笹川:下の図を見ていただけますでしょうか? このホームには4台の自販機が設置されていました。しかしホームを工事することになり、(4)の自販機が撤去された。(4)が撤去されたので、近くにある(3)の自販機の売り上げが2倍になるのかなと思っていたら、ほとんど変わりませんでした。

yd_drink4.jpg

 そして工事が終わり、(4)に再び自販機を設置しました。すると(4)の売り上げは工事が始まる前に戻り、(3)の売り上げについては横ばいのまま。それまで私たちは(3)と(4)の自販機は近くにあるので「商圏は同じ」だと思っていました。しかしその考えは間違いでした。つまり(3)と(4)の商圏は、全くの別モノ。自販機の商圏はものすごく狭く、お客さんは飲料を買うために、遠くにある自販機まで歩いて行かないことが分かりました。

土肥:ほうほう。

笹川:次に売店が閉鎖されるということで、(5)の場所に新設しました。しかし近くにある(3)の売り上げが大幅に下がり、「(3)+(5)=以前の(3)」という結果に終わりました。

土肥:ということは(3)と(5)の商圏は、同じだったというわけですか?

笹川:その通りです。階段や売店といった障害物などがあれば、そこで商圏が別れてしまう。なので商圏ごとに自販機を分散して置くように提案し、設置してきました。その結果、売上増につながりました。

 私たちはこのような仮説を立てています。「『飲料を買いたいなあ』と思ったとき、自販機が遠くにある。しかし消費者は導線を変えてまでも、買いに行かない」と。スーパーやコンビニといった店舗では違うかもしれませんが、自販機で買うためにわざわざ遠くには行かない、と推測しています。

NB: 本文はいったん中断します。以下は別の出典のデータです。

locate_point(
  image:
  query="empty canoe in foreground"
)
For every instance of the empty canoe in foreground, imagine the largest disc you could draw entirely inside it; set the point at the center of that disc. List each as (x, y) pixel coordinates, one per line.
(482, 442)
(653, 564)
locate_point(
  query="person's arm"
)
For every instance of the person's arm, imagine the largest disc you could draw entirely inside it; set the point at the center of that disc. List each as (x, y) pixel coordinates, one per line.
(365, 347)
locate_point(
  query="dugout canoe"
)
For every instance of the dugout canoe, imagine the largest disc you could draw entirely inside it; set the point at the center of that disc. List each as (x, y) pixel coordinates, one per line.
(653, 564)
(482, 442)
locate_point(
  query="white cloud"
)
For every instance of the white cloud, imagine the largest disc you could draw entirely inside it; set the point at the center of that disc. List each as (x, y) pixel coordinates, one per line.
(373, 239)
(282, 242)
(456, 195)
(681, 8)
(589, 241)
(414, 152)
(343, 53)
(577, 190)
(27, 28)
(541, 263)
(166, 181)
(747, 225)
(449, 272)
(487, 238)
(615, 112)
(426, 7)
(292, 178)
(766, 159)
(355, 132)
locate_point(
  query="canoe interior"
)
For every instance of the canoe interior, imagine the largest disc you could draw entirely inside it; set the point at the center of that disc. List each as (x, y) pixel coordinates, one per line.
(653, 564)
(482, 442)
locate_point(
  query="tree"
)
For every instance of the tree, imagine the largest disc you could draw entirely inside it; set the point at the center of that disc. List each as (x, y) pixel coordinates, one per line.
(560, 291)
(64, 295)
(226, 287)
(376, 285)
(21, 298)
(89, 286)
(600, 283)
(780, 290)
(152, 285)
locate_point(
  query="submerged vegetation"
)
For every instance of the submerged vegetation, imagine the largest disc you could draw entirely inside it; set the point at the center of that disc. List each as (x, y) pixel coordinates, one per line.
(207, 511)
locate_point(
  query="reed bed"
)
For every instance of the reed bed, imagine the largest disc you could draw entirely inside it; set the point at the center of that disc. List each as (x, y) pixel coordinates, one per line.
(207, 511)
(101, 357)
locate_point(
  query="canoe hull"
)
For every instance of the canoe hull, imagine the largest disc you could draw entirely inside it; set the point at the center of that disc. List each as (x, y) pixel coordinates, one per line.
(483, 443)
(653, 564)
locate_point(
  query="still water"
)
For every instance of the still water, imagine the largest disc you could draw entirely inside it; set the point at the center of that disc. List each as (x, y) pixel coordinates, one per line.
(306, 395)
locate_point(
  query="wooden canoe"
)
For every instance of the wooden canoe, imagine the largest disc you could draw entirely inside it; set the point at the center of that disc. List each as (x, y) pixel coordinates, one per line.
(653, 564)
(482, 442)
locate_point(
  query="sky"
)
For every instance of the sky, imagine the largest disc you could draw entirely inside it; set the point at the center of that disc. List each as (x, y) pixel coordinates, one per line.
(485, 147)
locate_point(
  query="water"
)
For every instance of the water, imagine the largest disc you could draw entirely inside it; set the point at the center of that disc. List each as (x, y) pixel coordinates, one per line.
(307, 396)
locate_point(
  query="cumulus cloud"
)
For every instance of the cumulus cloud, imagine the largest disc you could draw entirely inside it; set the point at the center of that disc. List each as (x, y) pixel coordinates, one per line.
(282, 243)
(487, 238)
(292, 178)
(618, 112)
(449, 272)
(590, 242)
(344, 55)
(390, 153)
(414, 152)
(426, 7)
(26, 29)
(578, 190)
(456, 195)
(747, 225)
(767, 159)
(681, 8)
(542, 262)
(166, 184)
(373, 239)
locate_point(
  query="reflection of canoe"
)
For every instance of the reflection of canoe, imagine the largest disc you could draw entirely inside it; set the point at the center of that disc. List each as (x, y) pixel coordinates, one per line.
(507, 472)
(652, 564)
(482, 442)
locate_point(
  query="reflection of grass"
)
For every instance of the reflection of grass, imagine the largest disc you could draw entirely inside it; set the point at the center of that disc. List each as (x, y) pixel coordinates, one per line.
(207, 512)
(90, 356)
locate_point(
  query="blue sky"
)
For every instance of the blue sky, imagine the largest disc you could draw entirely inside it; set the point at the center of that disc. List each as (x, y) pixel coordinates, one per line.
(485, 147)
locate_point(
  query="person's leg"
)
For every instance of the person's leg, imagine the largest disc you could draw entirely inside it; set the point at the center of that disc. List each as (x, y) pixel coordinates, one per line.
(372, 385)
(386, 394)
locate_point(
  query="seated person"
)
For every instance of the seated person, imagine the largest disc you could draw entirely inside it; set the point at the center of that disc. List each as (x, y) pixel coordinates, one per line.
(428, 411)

 このほか自販機の向きを変えただけで、売り上げが伸びたケースもありました。例えば、線路と平行して設置してある自販機、見たことありますよね。

土肥:よく見かけます。自販機2台が背を向けて並んでいることも。

笹川:もちろんホームの広さや人の流れもあるので、そのように置かなければいけない所もあります。しかしそれを直角に置く。例えば、階段を登ってホームに着けば、自販機が目に入るようにする。そうしただけで、売り上げが1.3倍になったケースもありました。